And the storage module is used for storing the state, the action of the agent in the current time slot, the rewards acquired after the action is executed and the state of the next time slot as an experience tuple into the experience pool until a preset number of experience tuples are obtained.
And the sampling and training module is used for carrying out batch sampling from the experience pool so as to train the local network model and the target network model to obtain the target loss function.
And the updating module is used for updating the network parameters of the local network model based on the target loss function and controlling the target network model to copy the network parameters of the local network model every other preset period.

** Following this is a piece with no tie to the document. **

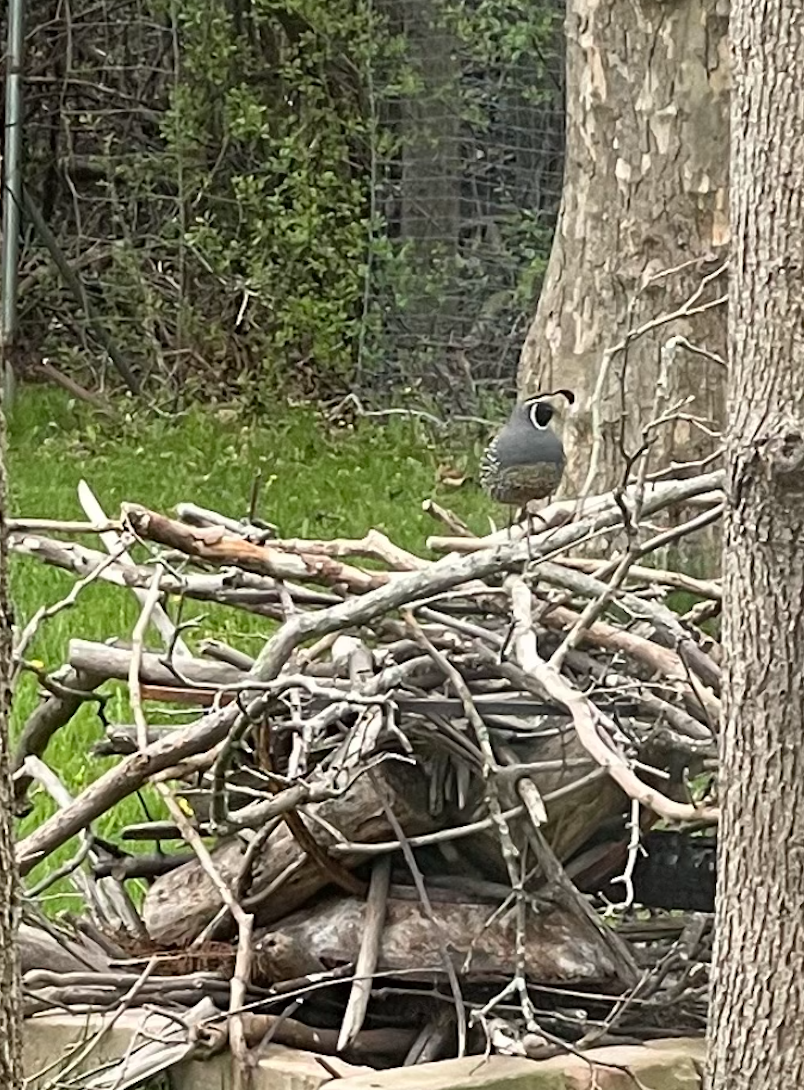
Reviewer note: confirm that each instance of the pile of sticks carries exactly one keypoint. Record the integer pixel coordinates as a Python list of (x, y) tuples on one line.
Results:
[(397, 833)]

And the determining module is used for taking the local network model as a target congestion control model under the condition of determining the network parameter updating preset times of the local network model.
Optionally, the device is further configured to: calculating rewards obtained after the intelligent agent executes the actions, specifically comprising:
the first acquisition module is used for acquiring a first moment when the preparation of the data packet of the target user is completed and a second moment when the transmission of the data packet is completed; wherein the target user represents any one of all users.

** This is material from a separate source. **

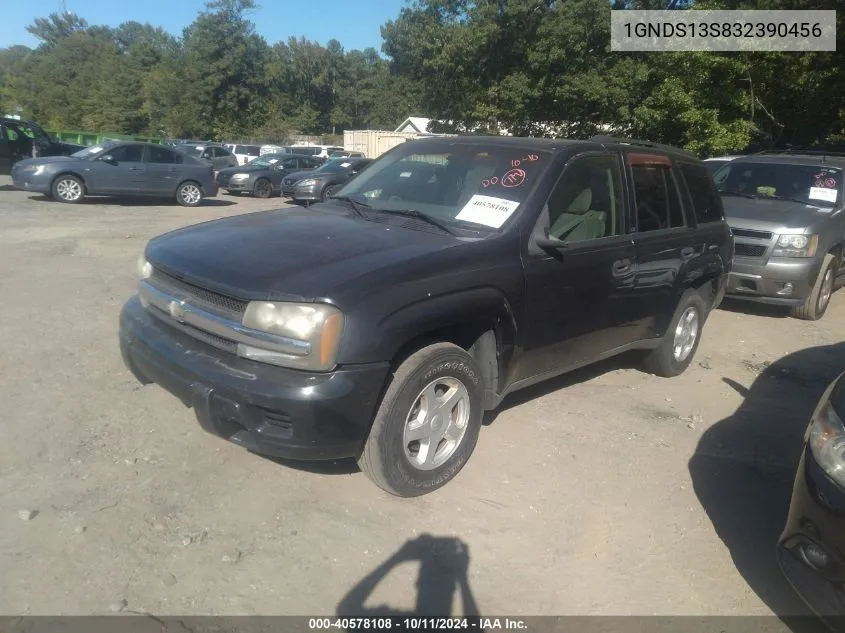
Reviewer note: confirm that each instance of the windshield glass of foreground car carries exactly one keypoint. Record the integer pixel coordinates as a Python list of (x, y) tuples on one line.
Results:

The first calculating module is used for calculating the access time delay of the target user based on the first time and the second time.

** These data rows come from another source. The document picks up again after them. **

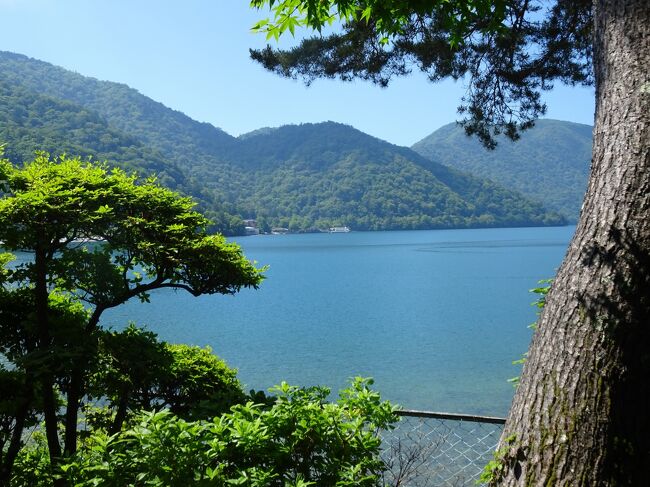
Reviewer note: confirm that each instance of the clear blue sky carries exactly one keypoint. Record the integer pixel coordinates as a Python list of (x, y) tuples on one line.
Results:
[(192, 55)]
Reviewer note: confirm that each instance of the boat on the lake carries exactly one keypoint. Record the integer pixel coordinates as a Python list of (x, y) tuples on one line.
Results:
[(339, 229)]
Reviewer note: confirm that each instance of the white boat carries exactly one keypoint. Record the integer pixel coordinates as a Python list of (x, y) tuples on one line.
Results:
[(339, 229)]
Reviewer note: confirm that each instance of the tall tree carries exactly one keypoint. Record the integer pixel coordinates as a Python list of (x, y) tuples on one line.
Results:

The second acquisition module is used for acquiring the first duration of maintaining the sending state, the second duration of maintaining the receiving state, the sending state unit energy consumption, the receiving state unit energy consumption and the idle state unit energy consumption of the target user.
And the second calculation module is used for calculating the idle time length of the target user based on the access time delay, the first time length and the second time length of the target user.
The third calculation module is used for calculating the access energy consumption of the target user based on the first time length, the second time length, the idle time length, the sending state unit energy consumption, the receiving state unit energy consumption and the idle state unit energy consumption.
And the fourth calculation module is used for calculating the access delay qualification rate and the access energy consumption qualification rate of all the users based on a preset delay threshold, a preset energy consumption threshold, the access delay and the access energy consumption of each user, so that the weighted sum of the access delay qualification rate and the access energy consumption qualification rate is used as rewards.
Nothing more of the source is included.